Carlos Baker

From Wikipedia, the free encyclopedia

This is an old revision of this page, as edited by Aristophanes68 (talk | contribs) at 00:30, 20 June 2011 (added Category:American literary critics using HotCat). The present address (URL) is a permanent link to this revision, which may differ significantly from the current revision.

Carlos Baker (May 5, 1909, Biddeford, Maine – April 18, 1987, Princeton, New Jersey) was an American writer, biographer and former Woodrow Wilson Professor of Literature at Princeton University. He earned his B.A., M.A. and Ph.D at Dartmouth, Harvard, and Princeton respectively. Baker's published works included several novels and books of poetry and various literary criticisms and essays. In 1969 he published the well-regarded scholarly biography of Ernest Hemingway, Ernest Hemingway: A Life Story. His other major works included a biography of Percy Bysshe Shelley.

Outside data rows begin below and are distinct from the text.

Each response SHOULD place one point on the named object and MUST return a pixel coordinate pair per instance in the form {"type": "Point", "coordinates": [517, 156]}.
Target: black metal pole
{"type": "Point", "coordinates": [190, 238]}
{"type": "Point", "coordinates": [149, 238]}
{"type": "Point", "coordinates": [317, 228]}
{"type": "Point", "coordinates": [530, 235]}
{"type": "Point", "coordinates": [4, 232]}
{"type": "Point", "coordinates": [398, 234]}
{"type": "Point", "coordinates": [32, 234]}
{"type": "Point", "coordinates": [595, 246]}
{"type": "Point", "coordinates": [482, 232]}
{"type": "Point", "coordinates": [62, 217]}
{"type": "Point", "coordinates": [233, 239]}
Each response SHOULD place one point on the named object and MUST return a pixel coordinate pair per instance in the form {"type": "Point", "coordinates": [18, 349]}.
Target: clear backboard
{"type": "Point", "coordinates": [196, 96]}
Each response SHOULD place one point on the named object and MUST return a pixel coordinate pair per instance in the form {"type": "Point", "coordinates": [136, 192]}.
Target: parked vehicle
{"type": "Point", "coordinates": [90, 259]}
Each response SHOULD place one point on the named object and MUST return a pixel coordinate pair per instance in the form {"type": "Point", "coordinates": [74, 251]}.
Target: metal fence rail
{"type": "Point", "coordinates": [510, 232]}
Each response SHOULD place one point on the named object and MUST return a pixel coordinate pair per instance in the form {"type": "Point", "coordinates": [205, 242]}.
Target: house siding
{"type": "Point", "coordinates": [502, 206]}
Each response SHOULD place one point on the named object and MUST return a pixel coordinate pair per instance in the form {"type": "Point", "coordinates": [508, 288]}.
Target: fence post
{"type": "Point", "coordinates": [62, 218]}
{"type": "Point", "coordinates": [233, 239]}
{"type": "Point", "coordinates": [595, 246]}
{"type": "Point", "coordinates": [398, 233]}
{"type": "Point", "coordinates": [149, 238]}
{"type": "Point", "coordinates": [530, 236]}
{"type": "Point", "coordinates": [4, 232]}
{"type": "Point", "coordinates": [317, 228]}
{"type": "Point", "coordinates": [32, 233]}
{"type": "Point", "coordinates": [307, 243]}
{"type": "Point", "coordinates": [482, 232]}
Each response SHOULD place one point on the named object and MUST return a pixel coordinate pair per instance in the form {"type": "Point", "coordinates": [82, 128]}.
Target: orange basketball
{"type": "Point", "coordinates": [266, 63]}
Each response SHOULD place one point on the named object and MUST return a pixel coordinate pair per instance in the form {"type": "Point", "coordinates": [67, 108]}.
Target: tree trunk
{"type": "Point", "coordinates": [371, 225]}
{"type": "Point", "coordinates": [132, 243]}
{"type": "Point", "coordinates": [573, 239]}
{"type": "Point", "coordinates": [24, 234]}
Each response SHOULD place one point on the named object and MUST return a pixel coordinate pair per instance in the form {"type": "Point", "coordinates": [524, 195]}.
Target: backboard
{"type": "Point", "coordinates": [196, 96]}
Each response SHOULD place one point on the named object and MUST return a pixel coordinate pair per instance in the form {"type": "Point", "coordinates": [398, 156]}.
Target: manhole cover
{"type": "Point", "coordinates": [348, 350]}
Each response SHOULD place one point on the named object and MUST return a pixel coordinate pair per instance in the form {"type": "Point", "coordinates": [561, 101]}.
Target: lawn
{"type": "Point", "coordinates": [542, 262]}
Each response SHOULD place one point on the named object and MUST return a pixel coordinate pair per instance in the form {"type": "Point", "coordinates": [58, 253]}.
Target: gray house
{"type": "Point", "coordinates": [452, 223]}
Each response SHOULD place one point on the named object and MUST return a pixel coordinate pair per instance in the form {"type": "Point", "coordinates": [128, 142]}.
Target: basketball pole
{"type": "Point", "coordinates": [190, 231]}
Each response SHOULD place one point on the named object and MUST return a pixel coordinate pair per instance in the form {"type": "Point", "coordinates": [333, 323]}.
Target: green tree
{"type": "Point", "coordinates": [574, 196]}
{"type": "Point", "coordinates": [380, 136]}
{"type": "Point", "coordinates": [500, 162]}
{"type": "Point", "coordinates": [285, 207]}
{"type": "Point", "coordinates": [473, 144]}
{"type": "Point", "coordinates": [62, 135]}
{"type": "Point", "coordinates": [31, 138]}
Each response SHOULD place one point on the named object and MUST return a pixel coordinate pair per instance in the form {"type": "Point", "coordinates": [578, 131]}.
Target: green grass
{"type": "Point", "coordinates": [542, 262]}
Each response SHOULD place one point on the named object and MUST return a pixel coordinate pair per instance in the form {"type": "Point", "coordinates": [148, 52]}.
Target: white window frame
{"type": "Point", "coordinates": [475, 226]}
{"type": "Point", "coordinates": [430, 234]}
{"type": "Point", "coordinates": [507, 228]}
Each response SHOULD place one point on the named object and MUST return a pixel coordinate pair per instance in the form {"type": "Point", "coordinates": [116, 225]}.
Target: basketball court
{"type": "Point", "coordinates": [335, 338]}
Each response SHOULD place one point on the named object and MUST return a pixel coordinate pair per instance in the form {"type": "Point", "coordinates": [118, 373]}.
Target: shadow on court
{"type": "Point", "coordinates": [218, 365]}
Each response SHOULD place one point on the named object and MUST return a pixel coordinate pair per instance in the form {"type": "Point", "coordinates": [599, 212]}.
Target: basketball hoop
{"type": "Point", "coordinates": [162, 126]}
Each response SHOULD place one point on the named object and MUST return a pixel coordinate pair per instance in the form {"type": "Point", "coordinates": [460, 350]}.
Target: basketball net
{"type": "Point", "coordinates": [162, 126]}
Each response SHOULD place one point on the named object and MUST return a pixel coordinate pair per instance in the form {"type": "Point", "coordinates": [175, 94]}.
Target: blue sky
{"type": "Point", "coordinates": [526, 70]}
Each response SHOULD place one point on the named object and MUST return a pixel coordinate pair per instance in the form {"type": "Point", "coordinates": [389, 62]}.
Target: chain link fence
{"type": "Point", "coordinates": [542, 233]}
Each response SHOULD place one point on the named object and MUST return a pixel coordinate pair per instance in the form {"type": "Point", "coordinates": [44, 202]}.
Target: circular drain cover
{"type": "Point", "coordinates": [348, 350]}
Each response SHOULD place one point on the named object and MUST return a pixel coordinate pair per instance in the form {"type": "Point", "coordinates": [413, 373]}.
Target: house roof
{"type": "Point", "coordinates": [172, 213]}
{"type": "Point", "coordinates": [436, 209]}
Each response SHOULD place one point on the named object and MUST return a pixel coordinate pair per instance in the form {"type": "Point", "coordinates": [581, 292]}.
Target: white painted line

Baker taught biographer A. Scott Berg while Berg was an undergraduate at Princeton in the late 1960s. Berg recalled that Baker "changed my life," and convinced him to quit acting to concentrate on his thesis, a study of editor Maxwell Perkins.[1] Berg eventually expanded his thesis into the National Book Award-winning biography Max Perkins: Editor of Genius (1978), which he dedicated in part to Baker.[2]

References

  1. ^ Merritt, J. I. "Biographer A. Scott Berg '71 confronts the remarkable -- and still controversial -- flier, 'a great lens for observing the American century'", PAW, 1998-11-18. Retrieved on 2007-10-30.
  2. ^ Berg (1978.) Max Perkins: Editor of Genius, p. 455.